最先端科学を志向し、最先端技術、世界市場を狙ったプロジェクトは、主計官の査定において好印象となる。主計官は、投融資ミックスで、予算、金利の安い財政投融資の比率を高くし、研究開発志向の企業、特に業界のリーダーシップを取る企業の返済負担を減らす。これが、主計官が日本の科学技術政策を牽引に日本の競争力を作り上げることに貢献してきた構図である。この構図は運輸における国有鉄道、通信における公共情報通信、金融におけるコンピュータ投資にまで及んだ。日本開発銀行(現日本政策投資銀行)の財投は研究開発の基礎、応用、開発段階では、開発を対象に融資を行いました(A氏聴取)。
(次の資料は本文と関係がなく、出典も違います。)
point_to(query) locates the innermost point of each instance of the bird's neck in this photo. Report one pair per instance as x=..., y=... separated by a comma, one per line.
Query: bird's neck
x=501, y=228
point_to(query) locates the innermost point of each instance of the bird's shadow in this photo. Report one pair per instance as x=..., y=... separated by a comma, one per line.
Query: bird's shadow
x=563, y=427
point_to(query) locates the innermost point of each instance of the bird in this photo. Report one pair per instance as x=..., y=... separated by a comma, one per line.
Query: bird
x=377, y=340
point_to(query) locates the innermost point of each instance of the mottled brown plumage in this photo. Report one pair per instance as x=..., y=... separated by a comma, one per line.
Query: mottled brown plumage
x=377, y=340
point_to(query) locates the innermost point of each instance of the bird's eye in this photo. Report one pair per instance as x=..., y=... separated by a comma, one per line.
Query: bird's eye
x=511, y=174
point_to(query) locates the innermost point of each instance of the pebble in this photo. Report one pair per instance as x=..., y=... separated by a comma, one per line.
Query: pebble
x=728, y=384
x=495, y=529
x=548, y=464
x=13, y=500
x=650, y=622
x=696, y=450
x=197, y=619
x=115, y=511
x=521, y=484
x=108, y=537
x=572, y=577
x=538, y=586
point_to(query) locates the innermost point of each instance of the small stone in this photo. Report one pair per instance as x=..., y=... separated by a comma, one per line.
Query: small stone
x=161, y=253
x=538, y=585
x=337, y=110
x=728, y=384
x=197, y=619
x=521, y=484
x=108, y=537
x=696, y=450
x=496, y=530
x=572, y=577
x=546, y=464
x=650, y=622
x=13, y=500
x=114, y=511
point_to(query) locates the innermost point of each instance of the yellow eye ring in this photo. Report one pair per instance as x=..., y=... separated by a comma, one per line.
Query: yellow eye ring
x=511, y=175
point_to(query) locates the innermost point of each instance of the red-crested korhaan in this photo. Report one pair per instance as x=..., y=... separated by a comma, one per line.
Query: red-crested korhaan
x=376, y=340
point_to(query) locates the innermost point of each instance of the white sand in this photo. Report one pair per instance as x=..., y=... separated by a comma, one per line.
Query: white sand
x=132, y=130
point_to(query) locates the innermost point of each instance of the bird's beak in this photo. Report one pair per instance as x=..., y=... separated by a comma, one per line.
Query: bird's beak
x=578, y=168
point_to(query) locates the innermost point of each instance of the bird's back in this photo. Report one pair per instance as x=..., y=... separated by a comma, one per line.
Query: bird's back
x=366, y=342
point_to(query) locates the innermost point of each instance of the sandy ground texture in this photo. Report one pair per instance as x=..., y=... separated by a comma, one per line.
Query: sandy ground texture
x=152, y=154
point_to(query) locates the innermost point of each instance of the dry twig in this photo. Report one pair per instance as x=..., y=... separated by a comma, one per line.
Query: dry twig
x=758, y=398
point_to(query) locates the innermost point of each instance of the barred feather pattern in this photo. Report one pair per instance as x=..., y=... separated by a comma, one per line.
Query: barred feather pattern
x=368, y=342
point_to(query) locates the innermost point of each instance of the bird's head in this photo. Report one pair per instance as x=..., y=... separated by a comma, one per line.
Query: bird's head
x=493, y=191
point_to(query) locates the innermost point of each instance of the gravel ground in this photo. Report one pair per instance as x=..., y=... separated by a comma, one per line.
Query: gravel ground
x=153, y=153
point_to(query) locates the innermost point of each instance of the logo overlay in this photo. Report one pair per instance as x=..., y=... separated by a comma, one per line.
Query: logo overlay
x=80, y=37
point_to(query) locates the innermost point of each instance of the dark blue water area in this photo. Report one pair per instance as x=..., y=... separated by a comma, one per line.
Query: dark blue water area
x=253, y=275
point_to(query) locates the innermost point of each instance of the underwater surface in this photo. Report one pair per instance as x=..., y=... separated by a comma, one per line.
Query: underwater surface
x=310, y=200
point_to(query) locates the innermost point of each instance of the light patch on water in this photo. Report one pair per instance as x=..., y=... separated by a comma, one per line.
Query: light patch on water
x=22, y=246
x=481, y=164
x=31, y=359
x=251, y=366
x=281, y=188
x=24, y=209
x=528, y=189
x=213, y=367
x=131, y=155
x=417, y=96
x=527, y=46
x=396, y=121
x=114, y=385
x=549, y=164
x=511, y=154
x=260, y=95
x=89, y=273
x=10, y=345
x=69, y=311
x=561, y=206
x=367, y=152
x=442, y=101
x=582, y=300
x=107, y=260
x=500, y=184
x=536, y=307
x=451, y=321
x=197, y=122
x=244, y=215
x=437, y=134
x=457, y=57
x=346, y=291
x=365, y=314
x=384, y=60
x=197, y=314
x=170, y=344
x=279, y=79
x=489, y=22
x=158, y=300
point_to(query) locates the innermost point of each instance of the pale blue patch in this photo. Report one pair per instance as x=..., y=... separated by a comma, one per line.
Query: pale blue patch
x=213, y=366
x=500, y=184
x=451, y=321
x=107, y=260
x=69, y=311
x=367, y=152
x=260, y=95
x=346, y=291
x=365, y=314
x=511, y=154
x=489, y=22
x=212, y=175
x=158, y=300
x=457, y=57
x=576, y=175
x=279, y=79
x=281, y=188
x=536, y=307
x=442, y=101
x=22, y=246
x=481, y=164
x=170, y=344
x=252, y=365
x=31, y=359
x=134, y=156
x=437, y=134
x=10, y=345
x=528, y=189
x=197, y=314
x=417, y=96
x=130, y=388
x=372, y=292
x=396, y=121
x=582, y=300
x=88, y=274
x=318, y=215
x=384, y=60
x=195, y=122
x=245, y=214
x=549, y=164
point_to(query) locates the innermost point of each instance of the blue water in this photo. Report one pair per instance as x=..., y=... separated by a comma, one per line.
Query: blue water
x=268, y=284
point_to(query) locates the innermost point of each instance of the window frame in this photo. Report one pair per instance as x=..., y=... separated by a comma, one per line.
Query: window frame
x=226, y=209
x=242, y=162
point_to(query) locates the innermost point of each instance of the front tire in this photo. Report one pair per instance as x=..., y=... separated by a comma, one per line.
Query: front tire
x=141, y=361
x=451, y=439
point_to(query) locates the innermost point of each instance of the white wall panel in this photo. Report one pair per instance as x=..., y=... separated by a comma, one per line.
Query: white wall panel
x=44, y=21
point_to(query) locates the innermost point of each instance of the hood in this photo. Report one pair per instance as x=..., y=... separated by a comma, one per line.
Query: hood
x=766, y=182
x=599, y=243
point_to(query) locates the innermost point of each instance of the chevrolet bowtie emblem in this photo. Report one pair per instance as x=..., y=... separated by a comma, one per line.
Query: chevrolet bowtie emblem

3.文部科学省の科学技術政策と財務省の科学技術政策の現状理解の差

財務省ホームページ(HP:以下「財務省」はHPの内容である)[3]は、官民合わせた研究開発投資について、我が国は過去20年以上にわたり、主要先進国の中で最も高い水準を維持してきている。文部科学省科学技術白書(以下「文部科学省」は科学技術白書の内容である)[4]は我が国の政府研究開発投資の伸びは停滞していると認識している。両者の認識に差がある。財務省は積分で認識し、文部科学省は微分で認識している。財務省は、科学技術関係予算の伸びに伴い、我が国の総論文数は伸びたと評価している。文部科学省の認識は、我が国の論文数は減少傾向にあるとともに、国際比較した際の論文数ランキングは低下している。両者の認識に差がある。財務省は積分で認識し、文部科学省は微分で認識している。
財務省は、そのうち被引用度で世界トップ10%に入る「質」の高い論文の割合は他の主要先進国に比べ一貫して低水準にとどまっているなど、課題がある。文部科学省科学技術白書は、論文の質の高さを示す指標の一つである被引用数Top10%補正論文数ランキングについては大きく低下している。この点についてはほぼ認識は一致している。企業の論文数、特許については、財務省は触れていないが、文部科学省は、論文数の推移を見ると、企業の割合が低下傾向にある。我が国の特許出願件数は高い水準を維持していると触れている。
相沢英之元大蔵省事務次官は科学技術庁を創設するときについてのオーラルで、研究資金提携機能に限定すべきで、恒常的な研究機関を持つべきではないと述べている。財務省もホームページの中で、投資(インプット)目標の下では、投資額を達成すること自体が目的化し、財政の硬直化を進めるとともに、非効率な事業であっても実施され、費用対効果が向上しないおそれがあるとしており、これは大蔵省、財務省と継承された財政の基本姿勢であると思われる。研究機関の中で投資額達成が目的化することを危惧する財政の立場である。
財務省は、科学技術分野において①PDCAサイクルが十分に機能していない可能性があるとしている。企業の研究開発費の水準が国際的に高いことを踏まえれば、オープン・イノベーションによって、産学連携を拡大することが不可欠であるとし、「大学が企業から受け入れる研究開発費を5年間で5割増加」といったKPIの設定が必要と考えられるとしている。
また研究者評価として、①国際的な視野での審査・評価の導入、②研究時間・資源管理、③配分額の減額ルール策定による研究資金の最適配分、④審査において「研究の社会的インパクト」を重視する、としている。1980年代までは、財政・金融視点で大蔵省が主導したが、1990年代以降内閣府が財務省と文部科学省の両省の見方を受けて機能する。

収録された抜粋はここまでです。